Song Zihao, Li Qingnuo, Zhao Jincheng, Bu Qinggang, Bian Zekang, Qu Jia
The School of Computer Science and Artificial Intelligence & Aliyun School of Big Data, Changzhou University, Changzhou, China.
The School of AI & Computer Science, Jiangnan University, Wuxi, China.
PeerJ. 2025 Aug 5;13:e19637. doi: 10.7717/peerj.19637. eCollection 2025.

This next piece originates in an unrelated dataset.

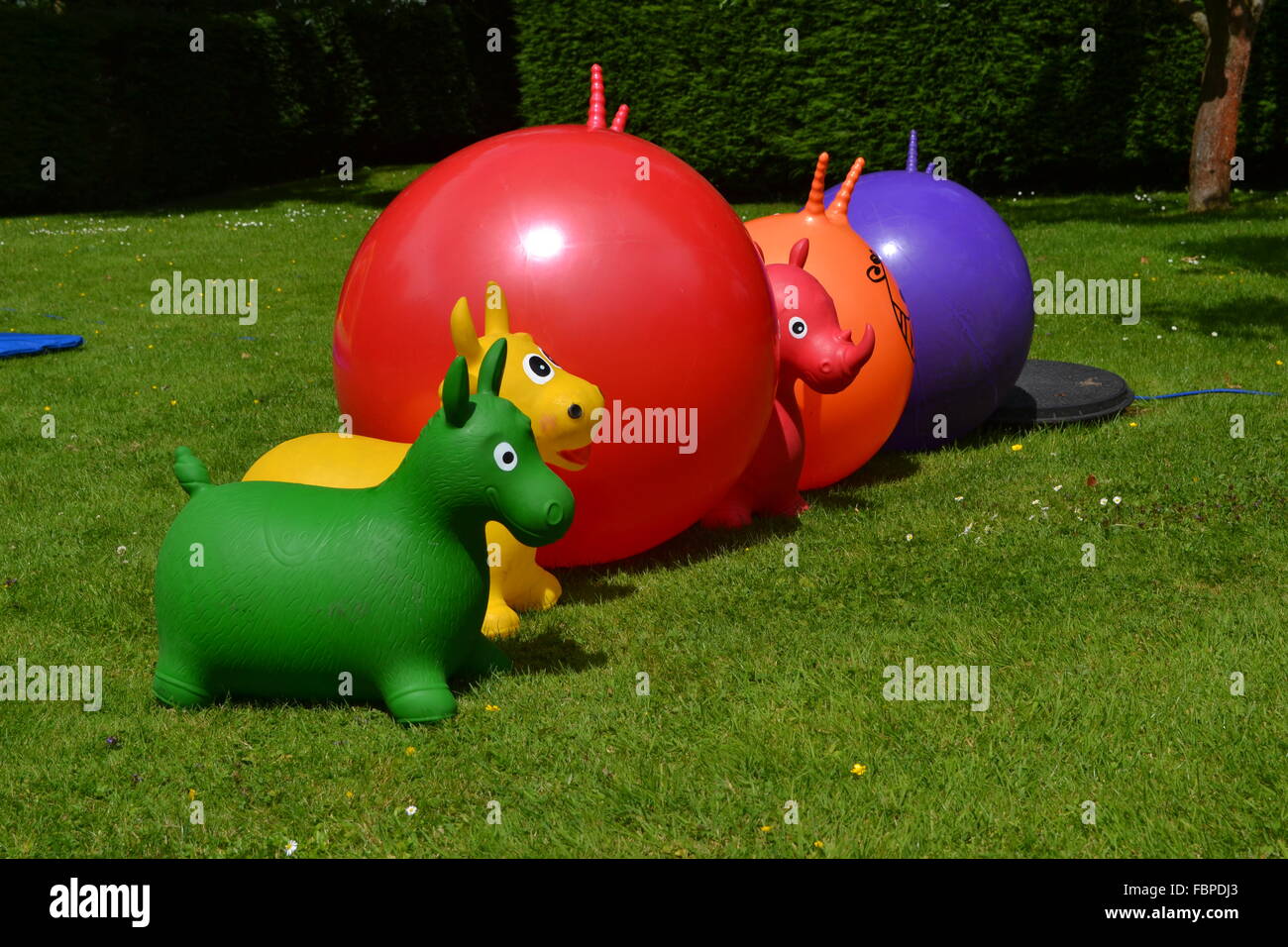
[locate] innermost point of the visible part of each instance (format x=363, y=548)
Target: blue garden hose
x=1205, y=390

Antibiotics play a critical role in treating microbial infections. However, their widespread use has contributed to the growing problem of microbial resistance. Addressing this challenge requires the identification of new microbe-drug associations to support the development of novel therapeutic strategies. Since traditional wet-lab experiments are time-consuming and costly, computational models offer an efficient alternative for discovering potential applications of existing drugs against previously untested microbes. These models can facilitate the identification of novel microbe-drug associations and help counteract resistance mechanisms.
This study proposes a novel computational model: convolutional neural network with Bernoulli random forest for Microbe-Drug Association prediction (CNNBRFMDA). The model constructs feature vectors for all microbe-drug pairs based on known associations, microbe similarity, and drug similarity. A subset of these vectors is randomly selected to form the training set. A convolutional neural network (CNN) is then used to reduce the dimensionality of all feature vectors, including those in the training set. The reduced training set is subsequently used to train a Bernoulli random forest (BRF) to predict potential microbe-drug associations. The innovation of CNNBRFMDA lies in its integration of CNN for nonlinear feature extraction and BRF for robust prediction. This approach enhances computational efficiency and improves the model's ability to capture complex patterns, thereby increasing the precision and interpretability of drug response predictions. The dual use of the Bernoulli distribution in BRF ensures algorithmic consistency and contributes to superior performance.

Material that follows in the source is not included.